SÃO PAULO, SP (FOLHAPRESS) – Chemise, colete, underbust, casaca e cartola são algumas peças de roupa que foram comuns nos guarda-roupas do século 19, e que, com o passar do tempo, deixaram de ser usadas. Mas não por todos. O designer de moda e alfaiate Paulo Estevão Samu, de 32 anos, só se veste com roupas que eram tendência naqueles tempos.
Com fotos e vídeos -incluindo os populares “arrume-se comigo”- dos seu trajes antigos, ele soma 100 mil seguidores nas redes sociais que acompanham o seu estilo. Fascinado desde criança por livros e filmes que retratam o passado, Paulo sempre se atraiu por histórias de contos de fadas e romances como os de Jane Austen, ambientados nas primeiras décadas de 1800 -período no qual ele é especializado.
“Sempre foi um refúgio, um jeito de escapar para lugares que, à primeira vista, pareciam ter menos problemas”, explica Samu à reportagem. Para ele, a moda funciona como um portal para viajar no tempo, mas sem a ilusão de que o passado fosse perfeito. Cada era, reforça, tem seus problemas e contradições.
Sua viagem a outros tempos começou a acontecer em 2018, quando viu um vídeo do alfaiate britânico Zack Pinsent, que tem mais de 700 mil seguidores, e se veste diariamente com roupas antigas bem similares às que ele usa hoje. “Percebi que era possível fazer o mesmo. Comecei a pesquisar e, aos poucos, substituí tudo o que tinha no guarda-roupa”, conta.
No início, misturava peças históricas com jeans, camisetas e jaquetas de couro. Dois anos depois, abandonou de vez as peças contemporâneas. Há cerca de dois anos, não tem mais nenhuma roupa. Tudo o que usa é feito por ele, pelo marido ou por amigos da comunidade de costura histórica.
A decisão, apesar do estranhamento, foi aceita pelos amigos e familiares. “Sempre fui esquisito, desde pequeno fazia cosplay. Então já estavam acostumados”, diz.
Na rua, no entanto, as reações variam. “Tem quem aponte, ria, peça foto.” Ainda assim, reforça que a escolha não tem a ver com chamar atenção, mas com expressão pessoal “É sobre me sentir bem.

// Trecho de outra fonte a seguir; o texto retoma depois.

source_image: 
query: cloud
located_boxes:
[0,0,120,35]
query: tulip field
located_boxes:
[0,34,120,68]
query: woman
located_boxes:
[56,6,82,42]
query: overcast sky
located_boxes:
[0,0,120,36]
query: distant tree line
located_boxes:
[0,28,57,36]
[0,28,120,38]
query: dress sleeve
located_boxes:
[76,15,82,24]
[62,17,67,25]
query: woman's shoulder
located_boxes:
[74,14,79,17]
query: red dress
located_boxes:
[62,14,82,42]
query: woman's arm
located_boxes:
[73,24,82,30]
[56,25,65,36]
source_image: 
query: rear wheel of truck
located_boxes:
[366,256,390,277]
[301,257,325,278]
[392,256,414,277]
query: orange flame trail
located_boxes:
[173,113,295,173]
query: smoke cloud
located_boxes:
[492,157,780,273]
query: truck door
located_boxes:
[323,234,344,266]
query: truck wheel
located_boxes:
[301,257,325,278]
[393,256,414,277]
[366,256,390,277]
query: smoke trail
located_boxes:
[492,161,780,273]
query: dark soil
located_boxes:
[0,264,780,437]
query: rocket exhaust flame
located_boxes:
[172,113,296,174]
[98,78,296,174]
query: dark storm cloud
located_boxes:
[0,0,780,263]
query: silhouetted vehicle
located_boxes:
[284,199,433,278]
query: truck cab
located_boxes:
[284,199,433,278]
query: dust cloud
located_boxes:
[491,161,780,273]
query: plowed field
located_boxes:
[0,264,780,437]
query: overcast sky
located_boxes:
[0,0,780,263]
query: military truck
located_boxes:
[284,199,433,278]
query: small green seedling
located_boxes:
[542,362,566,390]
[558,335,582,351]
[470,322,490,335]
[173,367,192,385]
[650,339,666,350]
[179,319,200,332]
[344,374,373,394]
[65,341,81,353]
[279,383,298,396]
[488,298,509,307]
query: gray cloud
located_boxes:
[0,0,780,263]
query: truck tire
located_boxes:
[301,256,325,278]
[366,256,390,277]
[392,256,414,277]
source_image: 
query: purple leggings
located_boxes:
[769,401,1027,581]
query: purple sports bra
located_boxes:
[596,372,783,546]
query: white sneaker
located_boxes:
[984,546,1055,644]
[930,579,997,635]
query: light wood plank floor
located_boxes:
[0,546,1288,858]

A vida é curta demais para não se divertir com o que veste”, explica o designer.
As peças, costuradas à mão ou com auxílio de máquina, também carregam um sentido de sustentabilidade. Tecidos como o linho, explica, são mais adequados ao clima brasileiro do que o jeans ou o poliéster, e têm durabilidade maior. “A indústria da moda é uma das que mais poluem o meio ambiente. Resgatar técnicas antigas é também uma forma de pensar em um futuro mais consciente.”
Ele também reforça que o olhar para o passado, não é saudosismo político. Ao lado do marido, fundou o coletivo Costura Histérica, que reúne recriadores históricos no Brasil. O lema é “roupas antigas em cabeças modernas”, uma tentativa de afastar a associação do estilo a ideias monarquistas, escravagistas, elitistas ou conservadoras. “Olhamos para o passado para aprender com ele, não para endeusá-lo”, afirma.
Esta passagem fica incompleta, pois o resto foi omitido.